Mobilfunk:

  • Die Gemeinde Neunkirchen a. Br. hat bereits im Jahr 2008 (zusammen mit der damaligen IG Mobilfunk) einen rechtsgültigen Bebauungsplan für Mobilfunk im Außenbereich erlassen. Mobilfunk als solches ist von Seiten der Bundesregierung als privilegiert eingestuft, da ein hohes öffentliches Interesse an einer flächendeckenden Versorgung besteht. Die Gemeinde hat aus diesem Grund über das gesamte Gemeindegebiet 6 potentielle Standorte ermittelt. Die Standorte wurden unter dem Gesichtspunkt der minimierten Strahlungsbelastung ermittelt unter Beachtung einer Balance zwischen „Versorgung und Vorsorge“. Innerhalb der Gebiete mit Wohnbebauung hat die Gemeinde keinen Gestaltungsspielraum. Falls sich ein Privatmann eine Privatperson dazu entschließt auf seinem Grundstück/Haus eine Mobilfunksendestation installieren zu  lassen, hat die Gemeinde keine Handhabe dagegen.
  • Die Anfrage nach einem Mobilfunkmast wurde bereits in einer früheren Bauausschuß-Sitzung behandelt. Dabei wurde mit Zustimmung aller Fraktionen die sogenannte Konzentrationsfläche U16 des Mobilfunk-Flächennutzungsplans dem Netzbetreiber angeboten.
  • Es wurde jedoch festgestellt, daß 2008 bei der Aufstellung des Flächennutzungsplans ein Fehler unterlaufen ist, da der Standort U16 mit einer Biokartierung unterlegt ist. 
  • Vom Netzbetreiber wurde als Alternative der Standort W02 vorgeschlagen, der etwas an der Wohnbebauung liegt, aber dennoch mit ca. 300 m Entfernung aus der Sicht FW weit genug entfernt um die Strahlenbelastung gering zu halten und gleichzeitig Versorgungssicherheit zu verbessern.
  • Von Seiten der FW erfüllen beide Standorte U16 und W02 alle technischen Voraussetzungen, füllt damit vorhanden Funklöcher auf und minimiert gleichzeitig die potentielle Strahlungsbelastung für die Bürger. Da zusätzlich die Vertreter Großenbuchs für den Standort W02 plädierten, hat sich die FW diesem Vorschlag angeschlossen.
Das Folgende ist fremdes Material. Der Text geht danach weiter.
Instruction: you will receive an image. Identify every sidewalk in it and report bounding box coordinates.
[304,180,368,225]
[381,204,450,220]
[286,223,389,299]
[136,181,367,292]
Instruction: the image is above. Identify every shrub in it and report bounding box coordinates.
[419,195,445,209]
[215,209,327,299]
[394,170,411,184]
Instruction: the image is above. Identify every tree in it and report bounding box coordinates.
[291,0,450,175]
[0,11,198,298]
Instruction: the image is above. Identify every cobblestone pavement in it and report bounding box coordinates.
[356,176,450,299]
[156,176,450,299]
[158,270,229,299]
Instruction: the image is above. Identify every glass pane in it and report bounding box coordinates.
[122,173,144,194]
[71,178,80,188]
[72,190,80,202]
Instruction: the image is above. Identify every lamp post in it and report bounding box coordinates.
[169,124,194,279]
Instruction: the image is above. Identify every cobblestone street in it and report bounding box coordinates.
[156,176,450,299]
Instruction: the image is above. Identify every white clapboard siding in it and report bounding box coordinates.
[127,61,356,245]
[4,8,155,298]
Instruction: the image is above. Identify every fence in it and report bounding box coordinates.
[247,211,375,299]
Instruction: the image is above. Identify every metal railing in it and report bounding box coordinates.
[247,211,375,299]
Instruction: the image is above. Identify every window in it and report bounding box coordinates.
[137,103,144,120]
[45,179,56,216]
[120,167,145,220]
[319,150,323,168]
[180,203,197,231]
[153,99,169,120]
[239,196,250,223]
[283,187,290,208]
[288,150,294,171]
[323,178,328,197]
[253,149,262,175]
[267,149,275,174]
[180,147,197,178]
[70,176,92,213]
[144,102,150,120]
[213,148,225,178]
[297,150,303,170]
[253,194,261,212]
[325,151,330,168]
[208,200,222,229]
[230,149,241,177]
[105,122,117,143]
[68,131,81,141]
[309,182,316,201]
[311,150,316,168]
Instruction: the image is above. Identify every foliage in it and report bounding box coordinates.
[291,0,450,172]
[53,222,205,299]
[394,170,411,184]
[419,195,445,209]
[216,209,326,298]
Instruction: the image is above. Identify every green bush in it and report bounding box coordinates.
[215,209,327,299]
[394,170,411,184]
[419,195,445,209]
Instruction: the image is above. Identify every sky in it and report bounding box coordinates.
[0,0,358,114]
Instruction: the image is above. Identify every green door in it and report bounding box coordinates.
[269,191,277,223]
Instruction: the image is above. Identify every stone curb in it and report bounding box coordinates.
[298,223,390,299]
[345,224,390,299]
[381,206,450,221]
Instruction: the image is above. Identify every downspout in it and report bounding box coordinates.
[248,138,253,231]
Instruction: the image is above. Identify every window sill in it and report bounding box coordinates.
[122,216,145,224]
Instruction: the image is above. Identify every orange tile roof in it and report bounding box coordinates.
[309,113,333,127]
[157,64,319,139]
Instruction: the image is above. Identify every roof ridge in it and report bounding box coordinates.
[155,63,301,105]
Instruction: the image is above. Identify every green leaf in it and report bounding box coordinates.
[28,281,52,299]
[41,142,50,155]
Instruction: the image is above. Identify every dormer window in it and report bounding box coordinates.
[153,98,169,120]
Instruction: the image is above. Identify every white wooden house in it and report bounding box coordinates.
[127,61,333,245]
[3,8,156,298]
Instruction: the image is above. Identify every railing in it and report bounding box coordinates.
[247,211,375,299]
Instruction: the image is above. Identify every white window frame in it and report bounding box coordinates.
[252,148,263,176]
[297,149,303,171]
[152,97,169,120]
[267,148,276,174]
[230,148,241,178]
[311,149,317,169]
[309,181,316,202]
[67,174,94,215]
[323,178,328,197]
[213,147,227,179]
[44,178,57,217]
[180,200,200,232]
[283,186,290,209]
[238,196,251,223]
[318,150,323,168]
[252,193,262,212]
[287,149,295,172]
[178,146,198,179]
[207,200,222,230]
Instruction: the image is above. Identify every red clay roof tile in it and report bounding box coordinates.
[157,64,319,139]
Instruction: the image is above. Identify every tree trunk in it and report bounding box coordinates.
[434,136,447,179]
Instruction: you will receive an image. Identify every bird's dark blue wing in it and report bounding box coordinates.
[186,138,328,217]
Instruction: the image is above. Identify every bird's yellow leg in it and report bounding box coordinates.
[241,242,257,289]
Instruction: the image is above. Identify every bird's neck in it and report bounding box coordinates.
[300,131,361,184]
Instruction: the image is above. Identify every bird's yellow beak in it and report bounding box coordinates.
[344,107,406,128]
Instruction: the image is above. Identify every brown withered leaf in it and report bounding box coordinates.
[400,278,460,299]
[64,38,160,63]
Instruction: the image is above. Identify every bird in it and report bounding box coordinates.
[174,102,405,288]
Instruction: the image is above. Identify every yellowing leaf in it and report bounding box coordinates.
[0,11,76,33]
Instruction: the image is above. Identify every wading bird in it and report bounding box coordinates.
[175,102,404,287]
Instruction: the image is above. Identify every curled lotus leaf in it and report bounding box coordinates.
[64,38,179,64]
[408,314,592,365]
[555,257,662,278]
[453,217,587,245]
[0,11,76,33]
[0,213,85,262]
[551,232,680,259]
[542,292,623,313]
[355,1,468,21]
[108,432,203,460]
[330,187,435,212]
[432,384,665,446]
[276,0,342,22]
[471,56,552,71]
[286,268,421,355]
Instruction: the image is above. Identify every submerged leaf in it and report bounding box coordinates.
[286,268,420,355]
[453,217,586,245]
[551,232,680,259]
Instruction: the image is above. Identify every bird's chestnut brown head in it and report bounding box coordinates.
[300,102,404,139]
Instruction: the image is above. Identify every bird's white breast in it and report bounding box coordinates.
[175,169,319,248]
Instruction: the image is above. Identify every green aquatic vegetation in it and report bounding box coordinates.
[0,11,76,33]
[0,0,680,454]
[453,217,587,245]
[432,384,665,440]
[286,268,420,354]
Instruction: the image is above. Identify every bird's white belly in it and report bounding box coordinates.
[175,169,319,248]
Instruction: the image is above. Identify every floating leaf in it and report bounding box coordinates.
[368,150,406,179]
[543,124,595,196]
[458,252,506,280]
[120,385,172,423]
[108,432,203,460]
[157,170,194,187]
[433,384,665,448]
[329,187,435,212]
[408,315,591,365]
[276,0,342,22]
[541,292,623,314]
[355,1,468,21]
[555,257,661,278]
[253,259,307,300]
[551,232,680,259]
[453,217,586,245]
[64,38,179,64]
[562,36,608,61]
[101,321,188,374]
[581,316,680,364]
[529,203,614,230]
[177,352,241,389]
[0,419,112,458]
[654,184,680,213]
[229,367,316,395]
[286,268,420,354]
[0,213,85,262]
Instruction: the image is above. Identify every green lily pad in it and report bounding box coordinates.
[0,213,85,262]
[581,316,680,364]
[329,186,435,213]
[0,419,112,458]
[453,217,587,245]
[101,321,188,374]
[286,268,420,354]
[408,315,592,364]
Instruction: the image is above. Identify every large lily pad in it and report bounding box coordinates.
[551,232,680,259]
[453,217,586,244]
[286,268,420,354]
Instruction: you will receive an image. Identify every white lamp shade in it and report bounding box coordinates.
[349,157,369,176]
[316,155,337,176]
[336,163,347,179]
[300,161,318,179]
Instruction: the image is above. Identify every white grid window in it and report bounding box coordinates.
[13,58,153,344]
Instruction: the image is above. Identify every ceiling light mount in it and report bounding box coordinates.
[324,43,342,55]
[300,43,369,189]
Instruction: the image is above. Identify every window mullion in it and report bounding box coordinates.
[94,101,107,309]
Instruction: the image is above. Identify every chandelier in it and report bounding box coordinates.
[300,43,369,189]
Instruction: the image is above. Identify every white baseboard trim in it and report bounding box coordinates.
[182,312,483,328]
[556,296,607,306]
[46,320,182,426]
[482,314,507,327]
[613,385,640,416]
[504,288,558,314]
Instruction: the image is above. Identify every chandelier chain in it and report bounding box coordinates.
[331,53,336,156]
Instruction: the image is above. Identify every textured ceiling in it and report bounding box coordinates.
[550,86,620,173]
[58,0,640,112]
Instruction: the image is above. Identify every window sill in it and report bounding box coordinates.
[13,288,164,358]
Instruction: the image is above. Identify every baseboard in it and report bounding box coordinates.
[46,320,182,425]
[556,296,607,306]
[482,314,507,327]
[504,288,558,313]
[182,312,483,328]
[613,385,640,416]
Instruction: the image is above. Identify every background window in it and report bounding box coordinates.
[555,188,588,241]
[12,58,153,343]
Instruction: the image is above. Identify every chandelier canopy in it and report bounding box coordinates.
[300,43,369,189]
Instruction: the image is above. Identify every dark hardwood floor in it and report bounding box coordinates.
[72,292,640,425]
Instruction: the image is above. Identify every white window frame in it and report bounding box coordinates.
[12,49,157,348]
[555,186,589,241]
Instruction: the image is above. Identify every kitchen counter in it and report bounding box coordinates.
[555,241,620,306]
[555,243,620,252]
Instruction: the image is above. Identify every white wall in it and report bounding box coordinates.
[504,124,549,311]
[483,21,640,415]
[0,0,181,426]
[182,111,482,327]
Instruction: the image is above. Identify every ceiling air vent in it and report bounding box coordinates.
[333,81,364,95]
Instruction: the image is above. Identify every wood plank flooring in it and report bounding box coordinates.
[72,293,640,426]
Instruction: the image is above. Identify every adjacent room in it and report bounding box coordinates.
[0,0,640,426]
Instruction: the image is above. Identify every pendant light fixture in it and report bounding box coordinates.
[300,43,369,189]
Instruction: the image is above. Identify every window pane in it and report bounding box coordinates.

Sanierung Forchheimer Tor:

  • Der Schaden am Forchheimer Tor muss umgehend zunächst mit außerplanmäßigen finanziellen Mitteln behoben werden. Der Verursacher bzw dessen Versicherung muss hierbei für die Kosten aufkommen!
  • Im Moment kommt es immer wieder zu größeren Verkehrstaus im Bereich Friedhofsstraße / Forchheimer Tor und insgesamt zu einer hohen Verkehrsbelastung für die Achse von Forchheim kommend über die Friehofsstraße, Erleinhofer Straße, Henkersteg. Damit zeigt sich die Fragilität des aktuellen Verkehrkonzeptsführung für den Markt.
  • Für die Weiterentwicklung des Marktes ist ein zeitgemäßes Gesamtverkehrskonzept unabdingbar, welches alle Verkehrsteilnehmer (Auto, LKWW, Fahrrad, ÖPNV,…) beinhaltet. Dazu gehört aus Sicht der FW als wichtiger Baustein auch der Bau der Westumgehung, die allerdings in einer für die Bürger:innen und Natur verträglichen und förderlichen Form realisiert werden sollte.
  • Die FW wird an diesem Gesamtverkehrskonzept mitarbeiten.

Radwegekonzept / Betritt zum Verein „Radfreundliche Kommune“:

  • Als Teil eines Gesamtverkehrskonzepts begrüßt die FW natürlich das derzeit betrachtete Radwegekonzept, welches sich im Wesentlichen auf Wege zur Arbeitsstätte und Einkaufsmöglichkeiten konzentriert. Aus Sicht der FW sollte das Konzept aber auch für den Freizeitsektor (Trails, Radwege zwischen den Gemeindeteilen, …) erweitert werden.
  • Im Rahmen der aktuellen finanziellen Situation plädiert die FW die Verpflichtungen zunächst zu prüfen, die bei einem Betritt auf die Gemeinde zukommen werden.